So on February 1, Yak & Yeti will rename the brewery side of its operation Spice Trade Brewing Co., with the goal of getting its beer into more bellies. Spice Trade will start by contract-brewing two of its flagship beers, Chai Milk Stout and Sun Temple IPA, and canning and kegging them for distribution to liquor stores, bars and restaurants.

Tyler and Dol Bhattarai, who own Yak & Yeti and two other restaurants, are also looking for a site for their own production brewery, which they hope to open within a year.

“Yak & Yeti has been around for a long time, but now we want to expand our brand into the retail market and expand our reach,” Tyler explains. “We’ve spent a lot of time thinking about the brand and why people would buy our beer if it were sitting next to the hundreds of others that are available in liquor stores. And what we homed in on were our unique cultural and culinary roots.”

The Chai Milk Stout, for example, is made from a family recipe that Tyler blends himself and puts into the beer on brewing day. Other beers are made specifically to pair with Bhattarai’s cuisine.

Spice Trade will continue to take inspiration from Nepalese food, but will also look to culinary traditions and ingredients from around the world. That means Tyler will create and introduce a wide variety of new beers over the next few months. One of the first — which will be tapped at Spice Trade’s launch party on February 15 — is Sichuan Saison, which will be made with tongue-numbing Sichuan peppercorns along with orange peel and a custom blend of Chinese five-spice.

The brewery will also tap several other new beers, including a Mayan-style chocolate Russian imperial stout and a Belgian-style trippel with coriander and wildflower honey.

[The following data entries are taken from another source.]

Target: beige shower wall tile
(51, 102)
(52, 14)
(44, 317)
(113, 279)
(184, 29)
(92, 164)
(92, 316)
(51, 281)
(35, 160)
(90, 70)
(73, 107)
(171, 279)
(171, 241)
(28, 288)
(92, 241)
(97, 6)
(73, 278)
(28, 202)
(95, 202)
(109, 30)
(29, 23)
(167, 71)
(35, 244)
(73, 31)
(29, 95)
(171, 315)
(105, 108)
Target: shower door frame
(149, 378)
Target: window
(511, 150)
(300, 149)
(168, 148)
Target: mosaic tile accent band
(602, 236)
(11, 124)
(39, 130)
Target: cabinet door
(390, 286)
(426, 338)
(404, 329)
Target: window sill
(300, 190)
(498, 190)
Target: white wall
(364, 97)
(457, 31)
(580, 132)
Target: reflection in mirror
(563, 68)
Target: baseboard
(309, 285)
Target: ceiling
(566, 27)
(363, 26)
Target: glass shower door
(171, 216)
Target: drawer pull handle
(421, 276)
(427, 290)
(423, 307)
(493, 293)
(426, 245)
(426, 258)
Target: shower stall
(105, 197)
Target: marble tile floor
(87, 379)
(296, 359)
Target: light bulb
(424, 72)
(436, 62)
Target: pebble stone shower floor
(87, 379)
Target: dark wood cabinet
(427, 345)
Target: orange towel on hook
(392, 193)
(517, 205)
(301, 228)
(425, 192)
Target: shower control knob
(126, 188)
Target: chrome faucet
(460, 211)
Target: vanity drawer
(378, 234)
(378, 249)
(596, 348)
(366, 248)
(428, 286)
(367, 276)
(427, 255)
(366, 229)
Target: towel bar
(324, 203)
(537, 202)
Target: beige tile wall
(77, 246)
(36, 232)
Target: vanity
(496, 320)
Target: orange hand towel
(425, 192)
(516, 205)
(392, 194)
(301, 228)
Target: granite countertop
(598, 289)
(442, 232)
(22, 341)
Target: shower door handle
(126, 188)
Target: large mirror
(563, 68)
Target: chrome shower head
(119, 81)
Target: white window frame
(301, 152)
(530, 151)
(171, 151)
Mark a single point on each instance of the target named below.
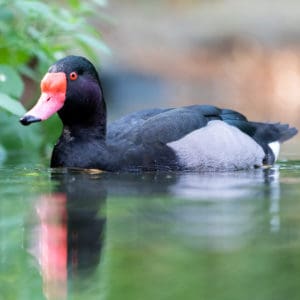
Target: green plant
(33, 34)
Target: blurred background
(243, 55)
(229, 53)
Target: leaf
(10, 82)
(11, 105)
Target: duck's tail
(270, 136)
(273, 132)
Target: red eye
(73, 76)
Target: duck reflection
(69, 234)
(215, 211)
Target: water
(72, 235)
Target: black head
(73, 89)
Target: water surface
(73, 235)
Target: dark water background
(72, 235)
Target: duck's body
(199, 137)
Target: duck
(189, 138)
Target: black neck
(85, 124)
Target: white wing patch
(218, 147)
(275, 147)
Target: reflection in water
(67, 240)
(205, 211)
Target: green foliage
(33, 34)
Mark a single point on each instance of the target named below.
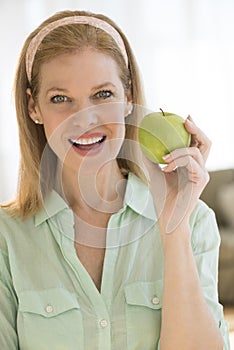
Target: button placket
(155, 300)
(103, 323)
(49, 308)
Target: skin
(80, 77)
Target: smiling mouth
(87, 143)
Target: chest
(92, 258)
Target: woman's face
(82, 105)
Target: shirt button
(49, 308)
(155, 300)
(103, 323)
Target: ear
(128, 108)
(128, 105)
(33, 110)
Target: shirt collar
(137, 196)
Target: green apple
(160, 133)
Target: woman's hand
(177, 187)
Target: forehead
(86, 66)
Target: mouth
(86, 143)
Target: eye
(104, 94)
(59, 99)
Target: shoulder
(205, 232)
(13, 228)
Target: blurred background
(185, 50)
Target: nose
(86, 117)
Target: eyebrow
(97, 87)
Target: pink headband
(93, 21)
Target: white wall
(185, 49)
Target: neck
(101, 192)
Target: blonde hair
(32, 138)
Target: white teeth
(86, 141)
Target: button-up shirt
(48, 301)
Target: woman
(101, 249)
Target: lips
(87, 142)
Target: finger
(196, 171)
(193, 152)
(198, 137)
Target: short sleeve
(205, 243)
(8, 307)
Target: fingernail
(167, 156)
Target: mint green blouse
(48, 300)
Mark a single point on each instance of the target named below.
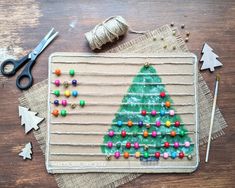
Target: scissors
(30, 58)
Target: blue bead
(75, 93)
(119, 123)
(173, 155)
(74, 82)
(56, 102)
(162, 112)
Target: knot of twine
(107, 31)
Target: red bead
(166, 145)
(128, 145)
(143, 112)
(162, 94)
(177, 123)
(157, 154)
(123, 133)
(181, 155)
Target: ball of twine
(107, 31)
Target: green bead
(71, 72)
(63, 113)
(146, 154)
(82, 103)
(57, 93)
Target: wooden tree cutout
(29, 119)
(26, 152)
(209, 58)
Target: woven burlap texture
(36, 99)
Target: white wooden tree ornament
(209, 58)
(26, 152)
(29, 119)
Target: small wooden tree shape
(26, 152)
(209, 58)
(29, 119)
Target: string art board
(122, 113)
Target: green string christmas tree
(146, 125)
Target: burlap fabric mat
(36, 99)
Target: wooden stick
(212, 116)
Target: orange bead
(129, 123)
(58, 72)
(173, 133)
(167, 104)
(145, 134)
(126, 155)
(55, 113)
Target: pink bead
(153, 112)
(117, 154)
(187, 144)
(172, 112)
(154, 134)
(64, 102)
(136, 145)
(110, 144)
(158, 123)
(111, 133)
(176, 144)
(165, 155)
(57, 83)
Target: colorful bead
(129, 123)
(71, 72)
(56, 102)
(63, 113)
(137, 154)
(58, 72)
(140, 123)
(111, 133)
(153, 112)
(176, 145)
(55, 113)
(119, 123)
(57, 93)
(75, 93)
(57, 83)
(146, 154)
(167, 104)
(110, 144)
(187, 144)
(157, 154)
(154, 134)
(171, 112)
(143, 112)
(162, 94)
(177, 124)
(74, 82)
(123, 133)
(82, 103)
(165, 155)
(117, 154)
(126, 155)
(168, 123)
(166, 145)
(128, 145)
(145, 134)
(64, 102)
(181, 155)
(158, 123)
(173, 133)
(67, 93)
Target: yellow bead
(137, 154)
(168, 123)
(67, 93)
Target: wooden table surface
(24, 22)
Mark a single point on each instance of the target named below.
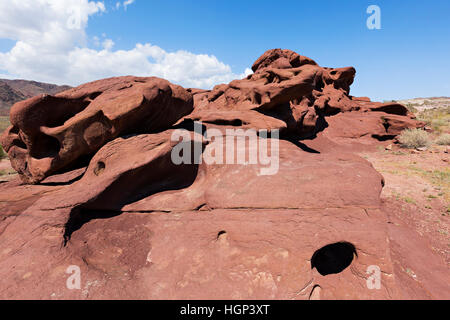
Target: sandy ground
(421, 104)
(417, 191)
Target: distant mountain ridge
(12, 91)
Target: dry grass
(414, 138)
(437, 118)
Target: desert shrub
(443, 140)
(414, 138)
(438, 118)
(2, 153)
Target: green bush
(414, 138)
(443, 140)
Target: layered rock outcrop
(109, 198)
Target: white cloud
(51, 46)
(127, 3)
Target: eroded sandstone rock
(50, 133)
(140, 226)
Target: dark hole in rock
(333, 258)
(99, 168)
(384, 137)
(45, 147)
(221, 233)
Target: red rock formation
(140, 226)
(50, 133)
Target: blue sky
(408, 57)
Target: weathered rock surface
(50, 133)
(140, 226)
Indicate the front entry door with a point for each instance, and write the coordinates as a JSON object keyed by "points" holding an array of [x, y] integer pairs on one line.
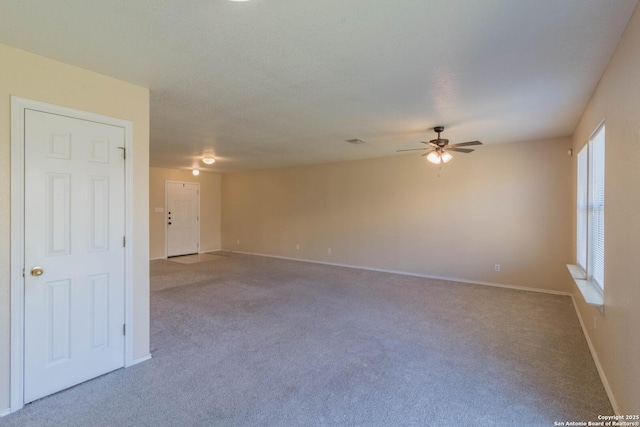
{"points": [[74, 256], [182, 218]]}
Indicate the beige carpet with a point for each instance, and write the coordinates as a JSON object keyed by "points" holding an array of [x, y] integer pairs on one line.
{"points": [[192, 259], [253, 341]]}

Jeff Tyler is the head brewer at Spice Trade Brewing.
Spice Trade Brewing Company
Because Tyler, a mechanical engineer who hails from New York, spent many years in Boston drinking beers like the Alchemist’s Heady Topper, Spice Trade will also feature hazy, juice-forward New England-style IPAs, which became popular in Colorado last year. His first New England-style beer at Yak & Yeti was the 6.3 percent ABV Sun Temple — hopped with El Dorado, Citra and Simcoe varieties — which will become a staple on tap and one of the first beers to be canned.

Tyler would like to can beer at his own brewery, but since Yak & Yeti is located in a 152-year-old former mansion, it simply isn’t feasible, he says. That’s why the company will contract with another brewery to make its two flagships on a temporary basis.

In addition to giving the brewery side of Yak & Yeti’s operations a new focus, the name change will help it avoid a simmering dispute with Great Divide Brewing, which owns the trademark for the word "Yeti" when it comes to beer. Although the first Yak & Yeti restaurant opened before Great Divide began packaging its line of Yeti Imperial Stout beers, Great Divide secured the federal trademark to the word before Yak & Yeti became a brewery, Tyler explains.